Högberg T, Kågedal B
Department of Gynecologic Oncology, University Hospital, Linköping, Sweden.
Acta Obstet Gynecol Scand. 1990;69(5):423-9. doi: 10.3109/00016349009013306.
Patients (n = 72) with newly diagnosed non-mucinous ovarian carcinomas, FIGO stages IIC-IV, and CA 125 levels raised when starting chemotherapy were followed both by serial serum CA 125 tumor marker determinations during induction chemotherapy and by second-look operation after 4-6 cycles of chemotherapy. Patients with complete response at the second-look operation (n = 19) had an estimated survival of 75% 59 months after the operation, compared with 22% in the 53 patients with persisting disease (p = 0.0004). Patients (n = 23) with a serum CA 125 half-life shorter than 16 days during induction chemotherapy had an estimated survival of 68% 59 months after the second-look operation as compared with 18% in 49 patients with a CA 125 half-life of more than 16 days (p = 0.003). Thus both second-look operation and serial CA 125 measurements fairly accurately predicted the patient survival, although the groups of patients identified by the two methods differed slightly. There was a strong correlation between the second-look results and the residual tumor after the primary operation. Interestingly, this association could not be found for tumor marker pattern, which could mean that this is an independent prognostic factor.

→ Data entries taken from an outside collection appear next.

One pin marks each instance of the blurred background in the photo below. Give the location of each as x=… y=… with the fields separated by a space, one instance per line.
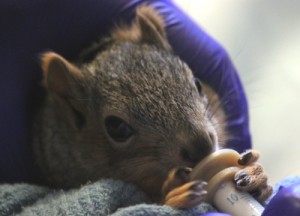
x=263 y=40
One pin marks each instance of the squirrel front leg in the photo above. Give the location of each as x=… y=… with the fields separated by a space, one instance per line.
x=179 y=192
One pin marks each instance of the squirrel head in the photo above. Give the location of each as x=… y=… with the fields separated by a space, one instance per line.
x=130 y=109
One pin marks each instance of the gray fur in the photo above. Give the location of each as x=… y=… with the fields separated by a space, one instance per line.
x=138 y=80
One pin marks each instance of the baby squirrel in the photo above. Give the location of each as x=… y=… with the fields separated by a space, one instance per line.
x=129 y=109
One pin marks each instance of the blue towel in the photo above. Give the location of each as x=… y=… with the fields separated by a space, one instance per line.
x=105 y=197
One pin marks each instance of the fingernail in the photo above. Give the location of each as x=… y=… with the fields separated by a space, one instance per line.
x=245 y=158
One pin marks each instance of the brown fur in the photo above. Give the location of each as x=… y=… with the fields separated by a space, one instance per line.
x=137 y=78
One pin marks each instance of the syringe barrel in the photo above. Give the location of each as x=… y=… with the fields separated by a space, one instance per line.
x=237 y=203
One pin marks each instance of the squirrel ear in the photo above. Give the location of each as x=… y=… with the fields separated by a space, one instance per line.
x=59 y=73
x=151 y=26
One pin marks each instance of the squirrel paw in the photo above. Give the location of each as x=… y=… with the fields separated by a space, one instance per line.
x=252 y=178
x=179 y=192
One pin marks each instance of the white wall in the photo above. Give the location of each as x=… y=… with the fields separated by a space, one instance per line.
x=263 y=39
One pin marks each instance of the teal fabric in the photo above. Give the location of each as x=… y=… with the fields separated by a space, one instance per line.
x=105 y=197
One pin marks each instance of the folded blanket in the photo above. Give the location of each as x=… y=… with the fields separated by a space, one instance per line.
x=105 y=197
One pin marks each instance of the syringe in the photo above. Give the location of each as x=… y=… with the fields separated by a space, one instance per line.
x=218 y=169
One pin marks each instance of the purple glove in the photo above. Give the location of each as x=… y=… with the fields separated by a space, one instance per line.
x=285 y=203
x=29 y=27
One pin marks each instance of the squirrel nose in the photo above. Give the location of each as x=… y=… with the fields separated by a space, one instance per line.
x=198 y=149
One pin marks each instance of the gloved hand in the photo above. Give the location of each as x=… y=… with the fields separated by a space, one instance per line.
x=65 y=26
x=286 y=202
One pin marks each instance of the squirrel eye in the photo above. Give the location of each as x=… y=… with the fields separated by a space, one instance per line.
x=198 y=85
x=118 y=129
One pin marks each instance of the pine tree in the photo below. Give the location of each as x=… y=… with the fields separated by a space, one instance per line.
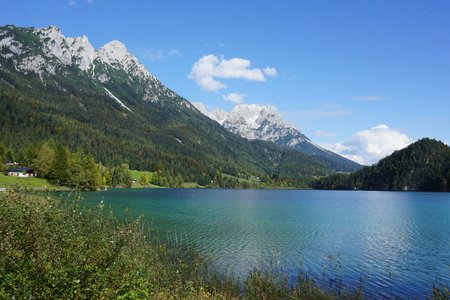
x=144 y=179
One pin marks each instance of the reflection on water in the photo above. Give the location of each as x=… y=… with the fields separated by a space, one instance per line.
x=393 y=243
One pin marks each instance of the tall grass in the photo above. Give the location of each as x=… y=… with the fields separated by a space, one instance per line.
x=57 y=249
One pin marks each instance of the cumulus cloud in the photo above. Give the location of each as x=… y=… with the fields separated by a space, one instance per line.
x=328 y=111
x=207 y=69
x=369 y=146
x=270 y=71
x=235 y=98
x=367 y=98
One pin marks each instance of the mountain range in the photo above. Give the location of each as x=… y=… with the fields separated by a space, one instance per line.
x=108 y=104
x=258 y=122
x=422 y=166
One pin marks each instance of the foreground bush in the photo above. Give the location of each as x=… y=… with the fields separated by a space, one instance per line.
x=56 y=249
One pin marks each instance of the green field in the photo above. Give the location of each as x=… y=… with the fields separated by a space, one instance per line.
x=21 y=182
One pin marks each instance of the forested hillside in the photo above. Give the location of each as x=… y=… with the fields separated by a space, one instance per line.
x=107 y=104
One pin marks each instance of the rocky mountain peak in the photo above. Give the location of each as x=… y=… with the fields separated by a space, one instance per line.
x=68 y=51
x=117 y=55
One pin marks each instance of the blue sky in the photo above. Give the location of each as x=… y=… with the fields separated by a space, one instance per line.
x=338 y=69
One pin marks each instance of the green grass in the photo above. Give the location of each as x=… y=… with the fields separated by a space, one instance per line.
x=23 y=182
x=54 y=248
x=136 y=175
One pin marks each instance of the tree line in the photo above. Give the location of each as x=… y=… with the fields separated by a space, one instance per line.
x=55 y=162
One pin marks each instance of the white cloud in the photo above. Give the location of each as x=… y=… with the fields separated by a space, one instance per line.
x=235 y=98
x=269 y=71
x=205 y=71
x=324 y=133
x=369 y=146
x=201 y=107
x=367 y=98
x=160 y=55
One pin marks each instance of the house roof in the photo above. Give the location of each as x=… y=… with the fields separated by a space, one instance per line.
x=20 y=170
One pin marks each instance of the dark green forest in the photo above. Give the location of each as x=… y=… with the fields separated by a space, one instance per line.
x=72 y=108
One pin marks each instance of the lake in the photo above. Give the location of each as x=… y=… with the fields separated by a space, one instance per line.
x=391 y=243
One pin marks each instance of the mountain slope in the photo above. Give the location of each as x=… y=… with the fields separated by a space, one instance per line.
x=422 y=166
x=256 y=122
x=106 y=102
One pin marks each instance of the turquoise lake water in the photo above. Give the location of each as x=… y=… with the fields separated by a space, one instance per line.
x=391 y=243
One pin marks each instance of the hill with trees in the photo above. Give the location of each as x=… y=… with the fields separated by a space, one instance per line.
x=106 y=103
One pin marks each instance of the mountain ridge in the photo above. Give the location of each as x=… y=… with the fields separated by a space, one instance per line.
x=117 y=112
x=263 y=122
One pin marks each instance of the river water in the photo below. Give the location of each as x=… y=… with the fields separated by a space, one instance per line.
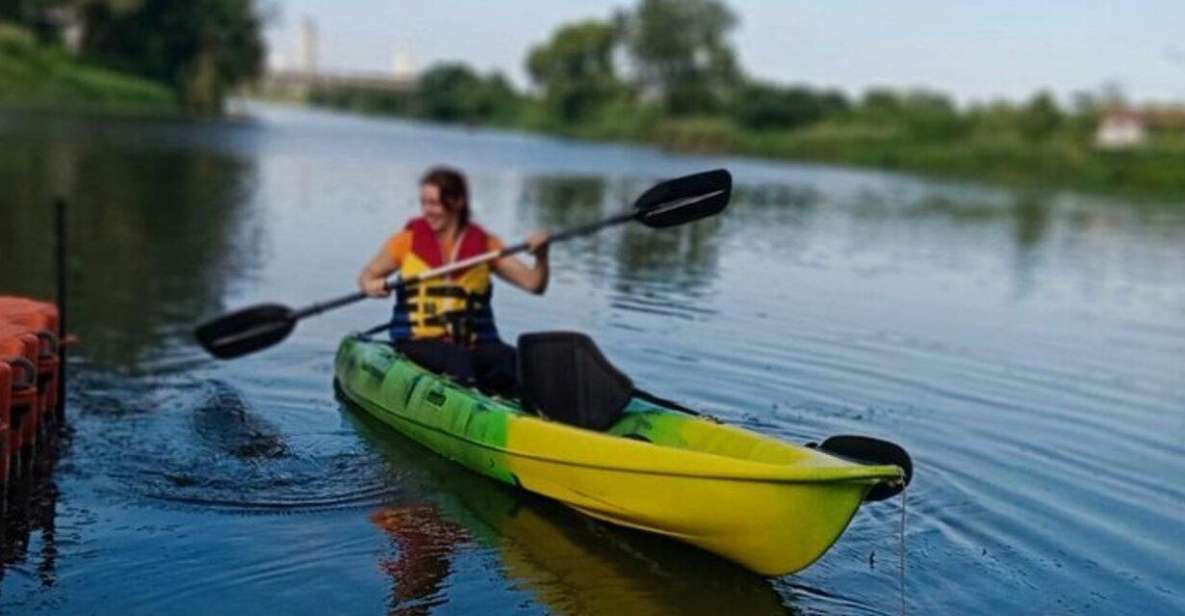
x=1026 y=346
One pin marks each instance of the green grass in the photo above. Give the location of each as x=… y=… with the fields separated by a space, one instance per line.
x=33 y=75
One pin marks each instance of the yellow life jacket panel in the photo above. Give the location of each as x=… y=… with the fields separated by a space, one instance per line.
x=455 y=307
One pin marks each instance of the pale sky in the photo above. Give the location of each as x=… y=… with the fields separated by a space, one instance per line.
x=973 y=50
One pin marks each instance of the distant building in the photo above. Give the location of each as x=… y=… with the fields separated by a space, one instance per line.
x=1121 y=129
x=308 y=45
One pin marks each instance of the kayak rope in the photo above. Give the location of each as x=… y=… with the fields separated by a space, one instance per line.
x=901 y=549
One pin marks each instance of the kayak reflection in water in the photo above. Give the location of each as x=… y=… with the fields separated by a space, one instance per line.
x=447 y=325
x=424 y=543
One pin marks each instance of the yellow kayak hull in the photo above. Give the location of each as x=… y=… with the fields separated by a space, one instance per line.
x=772 y=506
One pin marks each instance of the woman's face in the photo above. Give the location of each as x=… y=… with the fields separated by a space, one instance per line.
x=433 y=209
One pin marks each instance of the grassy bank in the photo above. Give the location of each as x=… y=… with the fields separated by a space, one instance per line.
x=33 y=75
x=1067 y=158
x=990 y=145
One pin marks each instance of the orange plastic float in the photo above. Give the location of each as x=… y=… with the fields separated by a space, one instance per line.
x=40 y=319
x=19 y=350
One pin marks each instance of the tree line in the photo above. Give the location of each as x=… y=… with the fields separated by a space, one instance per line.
x=202 y=49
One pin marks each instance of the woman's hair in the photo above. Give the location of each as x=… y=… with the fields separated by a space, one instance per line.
x=454 y=192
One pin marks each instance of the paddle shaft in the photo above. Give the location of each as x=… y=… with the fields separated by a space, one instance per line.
x=444 y=270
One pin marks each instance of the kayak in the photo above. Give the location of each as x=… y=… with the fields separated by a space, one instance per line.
x=770 y=506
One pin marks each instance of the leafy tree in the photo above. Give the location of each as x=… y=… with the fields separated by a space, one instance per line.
x=761 y=106
x=681 y=53
x=203 y=47
x=575 y=69
x=455 y=92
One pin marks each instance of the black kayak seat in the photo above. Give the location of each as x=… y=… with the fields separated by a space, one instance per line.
x=564 y=377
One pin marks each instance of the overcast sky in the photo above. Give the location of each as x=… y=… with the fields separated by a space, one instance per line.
x=974 y=50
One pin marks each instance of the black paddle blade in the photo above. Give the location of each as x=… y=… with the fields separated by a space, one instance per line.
x=869 y=450
x=685 y=199
x=245 y=331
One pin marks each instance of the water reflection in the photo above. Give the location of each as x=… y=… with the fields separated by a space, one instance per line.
x=155 y=235
x=569 y=563
x=29 y=518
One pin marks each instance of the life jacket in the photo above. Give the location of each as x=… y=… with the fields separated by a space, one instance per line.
x=455 y=307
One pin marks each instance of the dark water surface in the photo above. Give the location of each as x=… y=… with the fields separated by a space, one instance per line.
x=1027 y=347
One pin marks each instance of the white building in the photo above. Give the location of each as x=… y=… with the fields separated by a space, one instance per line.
x=1121 y=129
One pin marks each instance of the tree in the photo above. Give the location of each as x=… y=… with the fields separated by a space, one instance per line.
x=575 y=69
x=762 y=106
x=454 y=92
x=202 y=47
x=680 y=52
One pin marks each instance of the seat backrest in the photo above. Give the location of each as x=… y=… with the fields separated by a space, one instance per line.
x=565 y=378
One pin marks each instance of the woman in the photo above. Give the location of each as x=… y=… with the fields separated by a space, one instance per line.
x=447 y=325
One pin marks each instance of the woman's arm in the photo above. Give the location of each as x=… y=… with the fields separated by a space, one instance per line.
x=531 y=280
x=372 y=278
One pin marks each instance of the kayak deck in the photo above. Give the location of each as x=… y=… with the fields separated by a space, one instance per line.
x=772 y=506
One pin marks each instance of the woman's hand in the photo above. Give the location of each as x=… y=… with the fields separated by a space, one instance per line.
x=376 y=287
x=372 y=280
x=538 y=243
x=530 y=278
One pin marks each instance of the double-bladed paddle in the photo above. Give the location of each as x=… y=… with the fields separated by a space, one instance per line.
x=666 y=204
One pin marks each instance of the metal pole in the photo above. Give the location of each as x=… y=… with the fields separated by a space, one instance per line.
x=59 y=224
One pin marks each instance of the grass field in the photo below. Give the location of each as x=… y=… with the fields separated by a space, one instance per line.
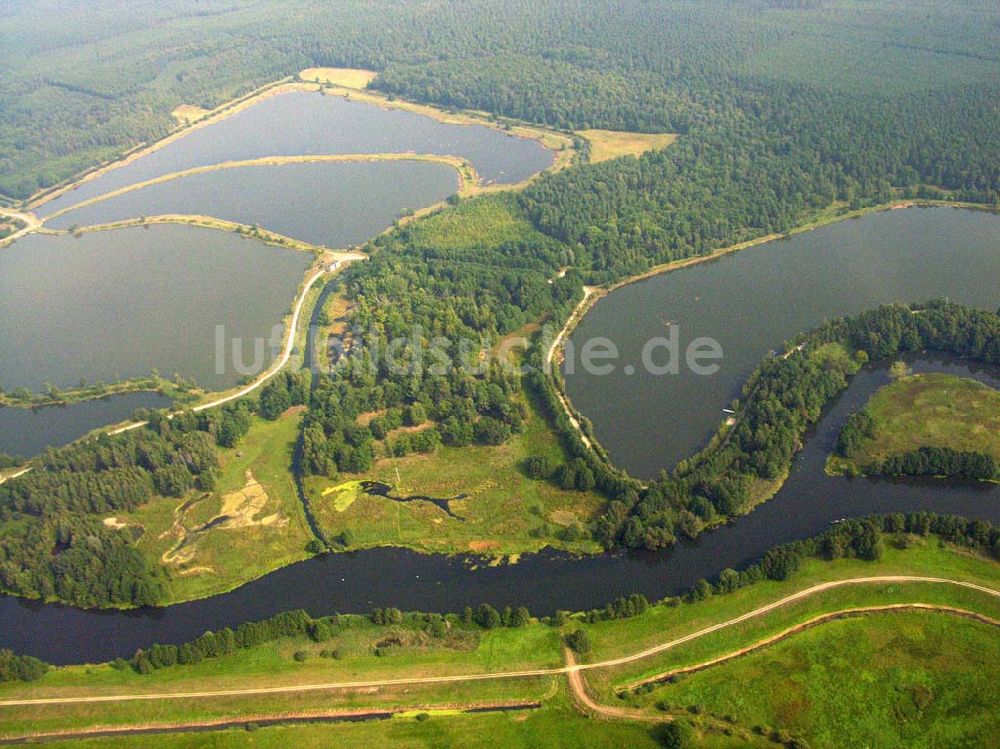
x=188 y=113
x=923 y=556
x=887 y=653
x=484 y=223
x=896 y=679
x=930 y=410
x=610 y=144
x=346 y=77
x=266 y=529
x=504 y=513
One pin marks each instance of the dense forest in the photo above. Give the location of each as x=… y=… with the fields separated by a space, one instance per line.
x=53 y=541
x=744 y=81
x=781 y=400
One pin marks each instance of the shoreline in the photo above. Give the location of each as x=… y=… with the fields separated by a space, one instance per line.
x=555 y=141
x=599 y=292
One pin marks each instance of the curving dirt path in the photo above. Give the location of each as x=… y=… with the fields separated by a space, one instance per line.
x=809 y=624
x=30 y=221
x=572 y=669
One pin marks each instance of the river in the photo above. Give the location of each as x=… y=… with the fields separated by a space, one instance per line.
x=358 y=581
x=751 y=302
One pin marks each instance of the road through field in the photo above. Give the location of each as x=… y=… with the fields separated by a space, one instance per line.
x=570 y=668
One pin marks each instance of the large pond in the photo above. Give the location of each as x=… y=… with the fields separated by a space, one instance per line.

72例新诊断的非黏液性卵巢癌患者,国际妇产科联盟(FIGO)分期为IIC-IV期,化疗开始时CA 125水平升高,在诱导化疗期间通过连续测定血清CA 125肿瘤标志物以及在化疗4-6周期后进行二次探查手术对其进行随访。二次探查手术时完全缓解的患者(n = 19)术后59个月的估计生存率为75%,而疾病持续存在的53例患者的估计生存率为22%(p = 0.0004)。诱导化疗期间血清CA 125半衰期短于16天的患者(n = 23)二次探查手术后59个月的估计生存率为68%,而CA 125半衰期超过16天的49例患者的估计生存率为18%(p = 0.003)。因此,二次探查手术和连续CA 125测量都能相当准确地预测患者的生存率,尽管通过这两种方法确定的患者组略有不同。二次探查结果与初次手术后的残留肿瘤之间存在很强的相关性。有趣的是,在肿瘤标志物模式方面未发现这种关联,这可能意味着这是一个独立的预后因素。